Le psaume insiste, vous avez entendu : « Dieu a fait surgir la force qui nous sauve dans la maison de David son serviteur. » Quand nous entendons cette phrase que je viens de lire, nous qui venons historiquement après le Christ, nous reconnaissons que c’est le Christ dont il s’agit ici : il est de la maison de David, il est celui qui est choisi, il est celui qui vient de Dieu en passant par une famille humaine, par la famille de David, par la descendance de David. Il est vrai homme mais il est vrai Dieu et il est passé par une famille humaine. C’est donc lui que nous célébrons, c’est lui que nous mettons au centre de notre foi, de notre vie, de notre témoignage : il n’y en n’a pas d’autre.
Jésus, quand il vient, comme vous le savez, enseigne à partir de récits tout simples. Il se trouve que cette histoire de maison fermée la nuit avec toute la famille qui est là bien à l’abri, c’est une chose qu’on peut voir aujourd’hui. Je l’ai revue il y a quelques semaines dans un village chrétien de Cisjordanie, à Taybeh : on voit une maison palestinienne, une maison de village, une maison séculaire et peut-être un peu plus, mais qui reprend les habitudes multiséculaires de ce pays. Une pièce unique avec au fond les réserves, les silos nécessaires qui permettent de garder la nourriture à l’abri, et puis la pièce où on se tient, la pièce où on se réfugie. Pendant le jour, les paillasses sont dans un coin, entassées, et au moment d’aller se coucher on répand les paillasses tout au long de la pièce et tous les habitants de la maison se serrent les uns contre les autres et on ferme la porte avec une barre pour être bien protégés et dormir en paix. De telle sorte que si quelqu’un vient frapper à la porte et demande qu’on lui ouvre on dérange tout le monde. Voilà ce que dit Jésus et qui fait écho très simplement dans le cœur et l’esprit de ceux qui l’écoutent : c’est comme cela qu’ils vivent. Et ils comprennent que Dieu peut être dérangé : à Dieu on peut demander, devant Dieu on peut et être l’ami importun. Dieu est capable de se déranger pour nous donner son Esprit. On peut lui demander son assistance, on peut lui demander de venir habiter chez nous par son Esprit qui nous transforme jour après jour, qui nous rend capables de foi en son Fils, qui nous rend capables de charité auprès de tous, d’aimer tout homme et toute femme pour pouvoir lui annoncer le salut en Jésus. C’est lui, Dieu, qui nous donnant son Esprit nous ouvre l’avenir et nous permet de ne pas nous enfermer sur les difficultés présentes mais de croire vraiment qu’il ne cesse de nous donner hier, aujourd’hui et demain.
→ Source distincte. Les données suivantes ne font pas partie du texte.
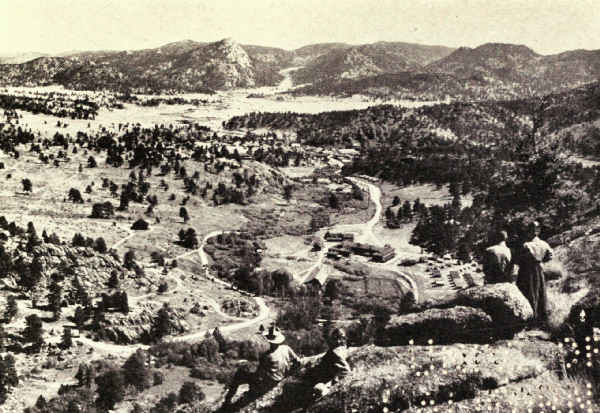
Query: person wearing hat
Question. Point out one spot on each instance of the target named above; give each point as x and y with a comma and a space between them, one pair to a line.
332, 366
531, 279
273, 366
497, 262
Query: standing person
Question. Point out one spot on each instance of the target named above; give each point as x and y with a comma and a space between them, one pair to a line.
274, 366
531, 279
497, 261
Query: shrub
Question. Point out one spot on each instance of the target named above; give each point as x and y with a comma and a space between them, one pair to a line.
190, 392
140, 225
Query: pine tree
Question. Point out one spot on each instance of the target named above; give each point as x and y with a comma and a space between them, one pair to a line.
111, 388
8, 376
55, 298
113, 281
33, 332
183, 214
67, 339
11, 308
135, 371
100, 245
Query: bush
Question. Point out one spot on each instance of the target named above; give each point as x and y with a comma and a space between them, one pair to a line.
103, 210
140, 225
190, 392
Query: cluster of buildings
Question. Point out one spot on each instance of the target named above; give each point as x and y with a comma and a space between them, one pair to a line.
347, 247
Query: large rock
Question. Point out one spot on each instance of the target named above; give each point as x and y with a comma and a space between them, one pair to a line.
504, 302
590, 306
446, 325
554, 270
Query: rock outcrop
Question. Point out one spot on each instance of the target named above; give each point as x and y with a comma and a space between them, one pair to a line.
403, 378
135, 326
504, 303
447, 325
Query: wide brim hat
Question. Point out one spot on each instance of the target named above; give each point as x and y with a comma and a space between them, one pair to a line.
274, 336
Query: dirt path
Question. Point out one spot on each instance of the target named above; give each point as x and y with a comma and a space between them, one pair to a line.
132, 233
125, 350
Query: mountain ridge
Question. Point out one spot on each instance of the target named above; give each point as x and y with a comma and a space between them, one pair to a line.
382, 69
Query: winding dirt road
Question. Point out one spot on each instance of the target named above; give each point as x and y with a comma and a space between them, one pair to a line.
365, 234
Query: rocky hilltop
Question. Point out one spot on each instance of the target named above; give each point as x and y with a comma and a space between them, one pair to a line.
382, 69
182, 67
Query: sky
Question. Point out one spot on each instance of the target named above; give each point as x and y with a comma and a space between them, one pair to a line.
54, 26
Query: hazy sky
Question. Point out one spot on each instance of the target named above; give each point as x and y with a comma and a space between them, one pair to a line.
51, 26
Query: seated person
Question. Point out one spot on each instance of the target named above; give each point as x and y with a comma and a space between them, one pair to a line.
274, 366
332, 366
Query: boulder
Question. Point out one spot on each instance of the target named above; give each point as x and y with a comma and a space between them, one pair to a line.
554, 269
445, 325
504, 302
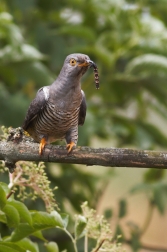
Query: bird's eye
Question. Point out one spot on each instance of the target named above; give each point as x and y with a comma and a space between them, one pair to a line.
73, 62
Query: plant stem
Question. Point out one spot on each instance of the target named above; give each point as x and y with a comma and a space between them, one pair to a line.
86, 243
72, 239
148, 218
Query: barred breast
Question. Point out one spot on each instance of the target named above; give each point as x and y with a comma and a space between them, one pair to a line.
54, 124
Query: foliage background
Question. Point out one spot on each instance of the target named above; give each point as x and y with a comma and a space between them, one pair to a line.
128, 41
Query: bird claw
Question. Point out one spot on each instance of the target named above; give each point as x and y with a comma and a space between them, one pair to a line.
42, 146
70, 146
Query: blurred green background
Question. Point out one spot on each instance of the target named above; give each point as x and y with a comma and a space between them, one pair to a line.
128, 41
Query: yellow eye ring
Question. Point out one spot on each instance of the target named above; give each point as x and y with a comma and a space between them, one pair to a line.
73, 62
Il nous a donné son Fils dans le passé, mais son Fils est toujours là avec son Esprit qui habite en nos cœurs. Et demain il sera encore là, capable donc de nous remplir d’espérance.
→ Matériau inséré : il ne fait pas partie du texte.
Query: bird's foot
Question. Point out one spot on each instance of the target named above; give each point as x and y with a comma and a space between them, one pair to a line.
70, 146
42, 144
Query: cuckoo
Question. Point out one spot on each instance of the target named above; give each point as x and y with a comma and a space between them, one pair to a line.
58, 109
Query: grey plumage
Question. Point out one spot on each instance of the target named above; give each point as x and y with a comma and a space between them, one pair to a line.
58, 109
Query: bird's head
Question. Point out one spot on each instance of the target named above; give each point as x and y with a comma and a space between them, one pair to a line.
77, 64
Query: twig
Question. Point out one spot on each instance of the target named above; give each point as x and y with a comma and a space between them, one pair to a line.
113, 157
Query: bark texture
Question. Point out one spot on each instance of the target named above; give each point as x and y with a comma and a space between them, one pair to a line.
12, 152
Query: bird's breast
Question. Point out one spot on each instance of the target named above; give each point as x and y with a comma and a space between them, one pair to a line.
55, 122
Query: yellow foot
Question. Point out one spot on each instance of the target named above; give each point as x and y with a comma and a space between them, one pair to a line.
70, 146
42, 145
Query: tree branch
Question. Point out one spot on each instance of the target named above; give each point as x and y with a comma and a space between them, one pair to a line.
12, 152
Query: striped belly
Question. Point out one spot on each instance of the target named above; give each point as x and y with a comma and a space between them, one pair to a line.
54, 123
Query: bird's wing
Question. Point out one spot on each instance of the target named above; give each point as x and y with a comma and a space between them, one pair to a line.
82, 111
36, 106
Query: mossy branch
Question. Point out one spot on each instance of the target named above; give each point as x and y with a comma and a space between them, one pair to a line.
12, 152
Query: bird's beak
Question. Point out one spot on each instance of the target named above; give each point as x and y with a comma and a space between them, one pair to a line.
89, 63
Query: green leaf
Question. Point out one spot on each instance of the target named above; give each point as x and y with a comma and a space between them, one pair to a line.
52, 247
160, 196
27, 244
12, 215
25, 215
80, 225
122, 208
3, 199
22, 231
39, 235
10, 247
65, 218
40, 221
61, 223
Alors vous, chers étudiants, et nous qui sommes avec vous tout au long des jours, qui accompagnons votre marche, votre découverte du Christ, qui nous instruit nous aussi : ce que vous vivez, ce que vous découvrez, est bon pour nous, et ce que nous avons déjà vécu, ce que nous avons découvert dans notre vie est bon pour vous. Tous ensemble, nous allons vivre dans quelques mois, à peine, l’année jubilaire que l’Église célèbre depuis l’année 1300, tous les 25 ans : le jubilé de l’Incarnation. Le souvenir rappelé successivement aux hommes et aux femmes de chaque époque – aux chrétiens, aux croyants, mais aussi aux autres peut-être – que Dieu s’est fait homme un jour du temps et qu’il reste au milieu des hommes depuis ce temps. L’Église a donc pris l’habitude, depuis des siècles, de rappeler cela tous les 25 ans et d’inviter à un chemin de conversion.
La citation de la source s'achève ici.